I don’t know what’s gotten into Shadyac. He started out making funny movies like “Ace Ventura: Pet Detective” and “The Nutty Professor”, then came “Patch Adams” and all of the sudden he thinks he has to make important films about the human condition. Of course, no half-decent writer would let a screenplay of his in the hands of this delusional hack, so he’s working with something as retarded as the script David Selzer, Brandon Camp and Mike Thompson scrambled up. If you believe the P.R. people, this is a “tremendous love story”, a “spiritual journey” and a “supernatural shocker”. A soulless naïve bore is more like it!

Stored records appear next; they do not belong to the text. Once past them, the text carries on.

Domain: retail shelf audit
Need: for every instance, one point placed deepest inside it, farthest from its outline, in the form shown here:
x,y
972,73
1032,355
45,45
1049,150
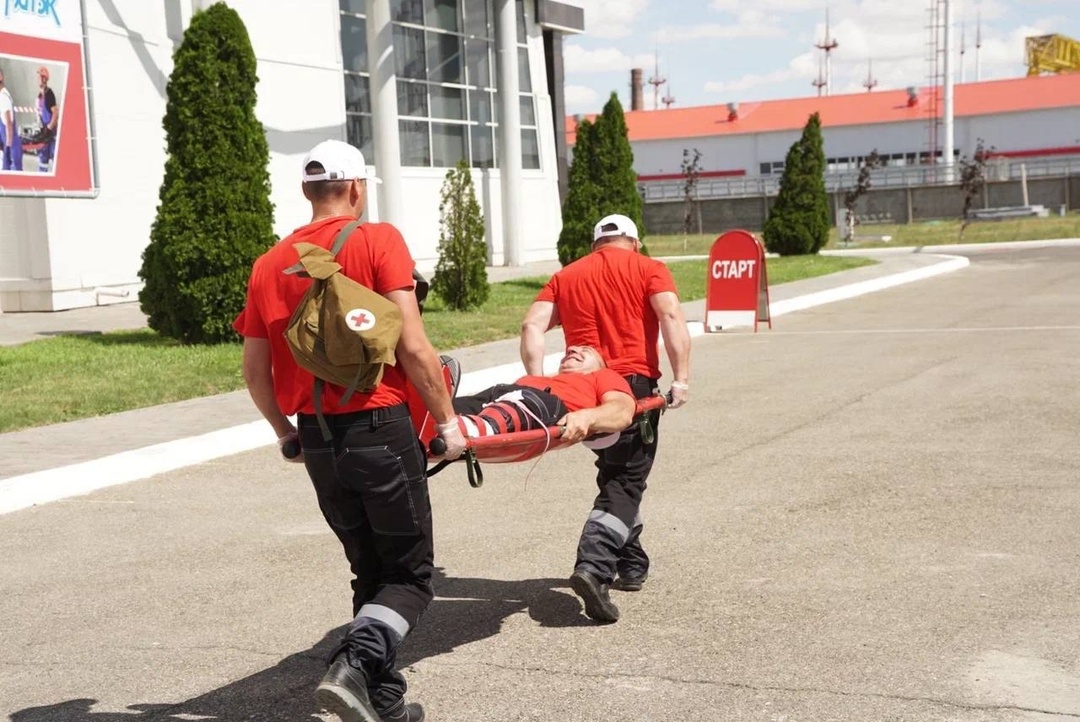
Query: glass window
x,y
442,14
444,57
447,144
524,77
528,114
412,98
416,145
477,23
480,107
408,52
477,63
483,147
521,21
406,11
354,43
359,133
447,103
530,149
358,96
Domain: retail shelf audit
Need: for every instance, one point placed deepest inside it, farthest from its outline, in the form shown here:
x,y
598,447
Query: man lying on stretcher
x,y
583,397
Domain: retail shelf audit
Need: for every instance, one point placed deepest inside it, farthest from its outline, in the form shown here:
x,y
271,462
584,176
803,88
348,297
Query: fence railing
x,y
998,169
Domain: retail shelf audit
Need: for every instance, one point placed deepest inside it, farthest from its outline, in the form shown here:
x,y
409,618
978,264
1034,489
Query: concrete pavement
x,y
867,513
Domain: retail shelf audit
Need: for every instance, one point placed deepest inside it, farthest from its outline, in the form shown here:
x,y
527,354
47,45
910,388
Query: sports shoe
x,y
453,366
630,582
409,712
594,594
343,692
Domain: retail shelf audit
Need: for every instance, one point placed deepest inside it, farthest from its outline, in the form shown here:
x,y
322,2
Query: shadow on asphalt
x,y
467,610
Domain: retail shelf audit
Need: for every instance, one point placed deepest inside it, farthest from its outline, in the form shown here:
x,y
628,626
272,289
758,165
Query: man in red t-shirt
x,y
583,397
620,302
370,476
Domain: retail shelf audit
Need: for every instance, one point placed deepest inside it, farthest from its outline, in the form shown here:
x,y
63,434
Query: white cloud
x,y
581,99
611,18
726,31
579,60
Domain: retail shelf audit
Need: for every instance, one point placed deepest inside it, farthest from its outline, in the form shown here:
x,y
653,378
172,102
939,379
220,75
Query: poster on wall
x,y
45,134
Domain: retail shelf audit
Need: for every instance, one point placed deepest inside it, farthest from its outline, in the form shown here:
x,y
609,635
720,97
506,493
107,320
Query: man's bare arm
x,y
418,359
541,316
615,413
258,375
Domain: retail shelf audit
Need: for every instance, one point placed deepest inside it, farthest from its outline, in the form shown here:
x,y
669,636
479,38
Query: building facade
x,y
417,84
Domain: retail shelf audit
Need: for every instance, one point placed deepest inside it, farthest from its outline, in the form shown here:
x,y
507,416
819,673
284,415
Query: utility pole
x,y
827,45
657,81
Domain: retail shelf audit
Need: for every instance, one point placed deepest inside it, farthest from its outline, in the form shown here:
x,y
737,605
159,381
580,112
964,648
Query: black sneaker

Kevin Costner stars as Joe, a doctor who’s still grieving his wife Emily six months after she disappeared in a bus accident in Venezuela. We’re told they were soul mates but we can never feel that, not in the hammy flashbacks we’re shown, nor in the tacked on, overwritten narration, and certainly not through Costner’s desperate attempts to emote. The characters are not developed at all beyond platitudes like Joe being so afraid to face his pain that he loses himself into his work. Ooh, what a deep insight! The movie becomes even dumber when Emily starts trying to communicate with Joe through cryptic nonsense, like having oh so cute dying kids draw squiggly lines, making their parrot go nuts or sending dragonflies Joe’s way. For you see, Emily had a birthmark in the shape of a dragonfly, and it was kind of her totem. How symbolic! How lyrical! How obvious!

The whole movie is made up of half-creepy occurrences like that are supposed to raise big questions about life after death, but unlike a film like “What Dreams May Come” which at least had an original vision of heaven, “Dragonfly” only rehashes the same new agey mumbo jumbo about bright lights, long tunnels, and “drawing on faith rather than fact”. Shadyac directs all this with the subtlety of a sledgehammer, with a swooning score that never lets up, oh so evocative long slow push-ins on Costner’s face and a buttload of dragonflies! It all culminates in Venezuela with an oddly extended sequence involving a tribe of natives, more magical hogwash and a payoff as simplistic as it is unconvincing.

There isn’t a single sincere moment, not one lousy thing in all of “Dragonfly” that denotes thought or artistry. It’s almost worth it to rent this DVD and watch the “Spotlight on location” featurette to witness how unaware the people involved are of how bad the film is. This is easily the worst film I’ve seen all year.

“Dragonfly” is coming out on video and DVD from Universal Home Entertainment on July 30th, 2002. Bonus Features include a running commentary by the director, a featurette on the making of the film, trailers, deleted scenes and an interview with author Betty Eadie about her near-death experience.